When I saw James Kenney’s photograph selected to be included in Creative Quarterly, I decided to check out more of the series and his work at InterStitch. In this stunning series of images taken in the Congolese capital, Jim pushes the limits of color and makes some really interesting effects using RAW processing to accentuate the experience of the city’s density through its muted-yet-vital hues.
For this series he has bordered each photo to frame the considerations of composition, value, and chroma, asking the viewer reflect how it must be to live in a city of over 10 million people.
In a book entitled Searching for Hell, he even wrote a chapter about his time spent in the Congo, writing that in “Kinshasa, the air had mass. Walking under water. But the water was a red-dust dusky human smoke airpool. It had a pungent tang.”
The scenes do a great job of demonstrating the chaotic nature, poverty, and the illnesses which have struck the city through a surprisingly hopeful, feminine palette of tones. He explains that despite their hardship, local citizens have an incredible spirit for life, often expressed through their intriguing and bright clothing choices.

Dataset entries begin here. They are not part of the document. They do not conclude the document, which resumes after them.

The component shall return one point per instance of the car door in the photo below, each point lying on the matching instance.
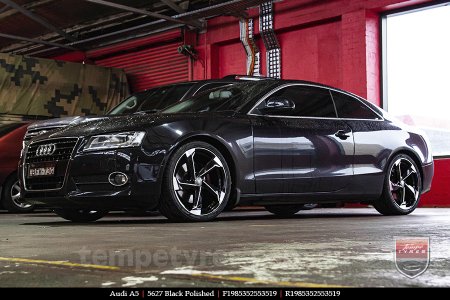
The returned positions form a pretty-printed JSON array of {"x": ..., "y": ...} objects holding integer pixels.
[
  {"x": 366, "y": 127},
  {"x": 304, "y": 149}
]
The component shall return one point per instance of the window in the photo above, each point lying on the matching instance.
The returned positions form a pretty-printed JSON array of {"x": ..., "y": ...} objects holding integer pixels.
[
  {"x": 416, "y": 71},
  {"x": 226, "y": 98},
  {"x": 165, "y": 96},
  {"x": 210, "y": 86},
  {"x": 309, "y": 101},
  {"x": 350, "y": 108}
]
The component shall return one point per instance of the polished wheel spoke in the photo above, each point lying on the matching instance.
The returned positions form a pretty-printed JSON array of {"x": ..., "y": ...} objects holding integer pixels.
[
  {"x": 410, "y": 172},
  {"x": 199, "y": 180},
  {"x": 212, "y": 164},
  {"x": 395, "y": 186},
  {"x": 187, "y": 184},
  {"x": 212, "y": 190},
  {"x": 198, "y": 198},
  {"x": 399, "y": 171},
  {"x": 191, "y": 163}
]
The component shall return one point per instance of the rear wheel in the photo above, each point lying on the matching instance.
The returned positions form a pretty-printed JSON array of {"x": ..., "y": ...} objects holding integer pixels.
[
  {"x": 402, "y": 187},
  {"x": 80, "y": 215},
  {"x": 197, "y": 183},
  {"x": 11, "y": 197}
]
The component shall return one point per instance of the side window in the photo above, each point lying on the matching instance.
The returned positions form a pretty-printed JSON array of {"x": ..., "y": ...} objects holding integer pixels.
[
  {"x": 308, "y": 101},
  {"x": 165, "y": 96},
  {"x": 210, "y": 86},
  {"x": 350, "y": 108}
]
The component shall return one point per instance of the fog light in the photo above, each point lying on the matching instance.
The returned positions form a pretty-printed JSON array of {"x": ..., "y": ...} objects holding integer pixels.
[{"x": 118, "y": 178}]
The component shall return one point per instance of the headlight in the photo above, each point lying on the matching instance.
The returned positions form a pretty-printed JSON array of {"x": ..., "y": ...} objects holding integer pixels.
[{"x": 114, "y": 140}]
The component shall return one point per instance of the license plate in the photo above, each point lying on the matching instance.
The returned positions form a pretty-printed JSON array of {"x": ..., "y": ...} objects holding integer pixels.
[{"x": 41, "y": 170}]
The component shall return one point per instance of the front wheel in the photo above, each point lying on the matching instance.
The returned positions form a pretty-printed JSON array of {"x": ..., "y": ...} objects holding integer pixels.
[
  {"x": 11, "y": 197},
  {"x": 197, "y": 183},
  {"x": 80, "y": 215},
  {"x": 402, "y": 187}
]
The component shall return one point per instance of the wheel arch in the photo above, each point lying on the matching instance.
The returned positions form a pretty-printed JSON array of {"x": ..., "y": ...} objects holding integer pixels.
[
  {"x": 411, "y": 154},
  {"x": 216, "y": 142}
]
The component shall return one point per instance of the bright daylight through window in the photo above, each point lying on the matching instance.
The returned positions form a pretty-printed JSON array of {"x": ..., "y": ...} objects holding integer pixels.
[{"x": 417, "y": 72}]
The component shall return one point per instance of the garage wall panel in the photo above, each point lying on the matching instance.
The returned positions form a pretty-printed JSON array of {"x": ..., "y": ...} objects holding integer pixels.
[
  {"x": 151, "y": 66},
  {"x": 312, "y": 53}
]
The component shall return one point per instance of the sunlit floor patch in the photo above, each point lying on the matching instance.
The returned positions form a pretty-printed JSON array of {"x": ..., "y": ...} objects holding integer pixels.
[{"x": 58, "y": 263}]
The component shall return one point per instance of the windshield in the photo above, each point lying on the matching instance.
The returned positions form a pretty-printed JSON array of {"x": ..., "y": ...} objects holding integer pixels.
[
  {"x": 152, "y": 100},
  {"x": 227, "y": 98}
]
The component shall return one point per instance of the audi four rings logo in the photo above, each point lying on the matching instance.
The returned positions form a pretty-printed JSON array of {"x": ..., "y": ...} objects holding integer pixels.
[{"x": 44, "y": 150}]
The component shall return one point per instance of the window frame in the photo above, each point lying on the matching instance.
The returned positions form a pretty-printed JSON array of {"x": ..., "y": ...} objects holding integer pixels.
[
  {"x": 359, "y": 100},
  {"x": 251, "y": 112}
]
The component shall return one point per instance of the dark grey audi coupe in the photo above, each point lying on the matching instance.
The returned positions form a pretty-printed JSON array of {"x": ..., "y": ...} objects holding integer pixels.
[{"x": 277, "y": 143}]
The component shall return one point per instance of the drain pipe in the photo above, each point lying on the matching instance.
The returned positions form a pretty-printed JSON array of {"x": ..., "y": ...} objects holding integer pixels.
[
  {"x": 252, "y": 51},
  {"x": 273, "y": 50}
]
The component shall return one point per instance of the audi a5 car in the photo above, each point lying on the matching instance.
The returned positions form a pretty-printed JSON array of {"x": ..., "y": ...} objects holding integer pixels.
[
  {"x": 276, "y": 143},
  {"x": 11, "y": 136}
]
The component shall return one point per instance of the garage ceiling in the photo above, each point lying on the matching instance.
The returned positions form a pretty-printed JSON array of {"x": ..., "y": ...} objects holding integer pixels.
[{"x": 51, "y": 27}]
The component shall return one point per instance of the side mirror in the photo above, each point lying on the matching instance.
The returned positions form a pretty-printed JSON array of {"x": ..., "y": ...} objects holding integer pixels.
[
  {"x": 274, "y": 105},
  {"x": 131, "y": 104}
]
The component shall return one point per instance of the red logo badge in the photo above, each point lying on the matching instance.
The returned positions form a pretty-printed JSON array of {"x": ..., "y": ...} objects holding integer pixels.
[{"x": 412, "y": 255}]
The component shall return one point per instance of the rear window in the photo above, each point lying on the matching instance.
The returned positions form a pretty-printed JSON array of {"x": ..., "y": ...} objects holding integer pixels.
[{"x": 349, "y": 107}]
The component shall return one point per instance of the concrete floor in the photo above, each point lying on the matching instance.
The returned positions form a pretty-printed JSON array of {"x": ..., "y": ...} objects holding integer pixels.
[{"x": 322, "y": 247}]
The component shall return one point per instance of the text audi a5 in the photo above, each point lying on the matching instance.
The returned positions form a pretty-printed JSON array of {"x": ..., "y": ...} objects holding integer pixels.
[{"x": 277, "y": 143}]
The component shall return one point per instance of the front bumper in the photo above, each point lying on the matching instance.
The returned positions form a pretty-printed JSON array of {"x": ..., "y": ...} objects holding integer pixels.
[
  {"x": 86, "y": 184},
  {"x": 427, "y": 176}
]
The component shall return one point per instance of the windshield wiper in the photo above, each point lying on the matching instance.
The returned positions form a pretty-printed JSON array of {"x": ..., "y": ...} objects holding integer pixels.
[{"x": 144, "y": 112}]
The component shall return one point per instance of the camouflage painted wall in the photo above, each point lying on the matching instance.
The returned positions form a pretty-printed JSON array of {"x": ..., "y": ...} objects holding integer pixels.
[{"x": 35, "y": 86}]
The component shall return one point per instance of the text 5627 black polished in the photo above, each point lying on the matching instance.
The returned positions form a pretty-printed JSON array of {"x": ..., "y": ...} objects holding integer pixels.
[{"x": 281, "y": 144}]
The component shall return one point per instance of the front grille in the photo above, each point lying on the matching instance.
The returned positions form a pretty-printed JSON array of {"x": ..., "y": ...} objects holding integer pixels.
[
  {"x": 34, "y": 132},
  {"x": 49, "y": 183},
  {"x": 63, "y": 150}
]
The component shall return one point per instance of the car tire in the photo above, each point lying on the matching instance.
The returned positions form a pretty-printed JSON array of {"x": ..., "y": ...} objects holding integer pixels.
[
  {"x": 284, "y": 210},
  {"x": 80, "y": 215},
  {"x": 196, "y": 184},
  {"x": 11, "y": 197},
  {"x": 401, "y": 188}
]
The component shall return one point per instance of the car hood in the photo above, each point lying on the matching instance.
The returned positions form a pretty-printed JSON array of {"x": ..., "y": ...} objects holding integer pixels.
[
  {"x": 110, "y": 124},
  {"x": 59, "y": 122}
]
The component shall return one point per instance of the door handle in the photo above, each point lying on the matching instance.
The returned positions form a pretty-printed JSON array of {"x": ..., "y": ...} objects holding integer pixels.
[{"x": 342, "y": 134}]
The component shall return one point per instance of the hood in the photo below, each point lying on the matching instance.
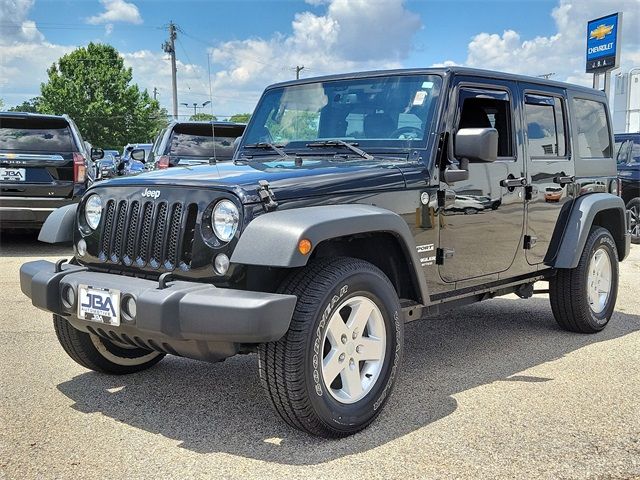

For the photo series, Jim braved the city’s most notorious hospital, which has widely been reported as a key source for the spread of H.I.V. throughout the world, and was one of the sites of the first known outbreak of the infectious disease, ebola. His images pull a sense of desperation from the viewer, while reflecting the reality of this beautiful country despite its tragic history and contemporary struggles.
Jim is widely known as a documentary filmmaker, but his skills span art, writing, and design. He told me that he likes to intersect elements that don’t seem possible to fit together, and to see what they can tell us about our lives. That is no simple task, but he was a professor of design. He also was chosen to complete an esteemed film laboratory course at the film giant, Pixar, where his first documentary was screened. And he worked for a number of years in the film capital of the world, Hollywood. He can even claim to fame that his work was once shown during the Academy Awards.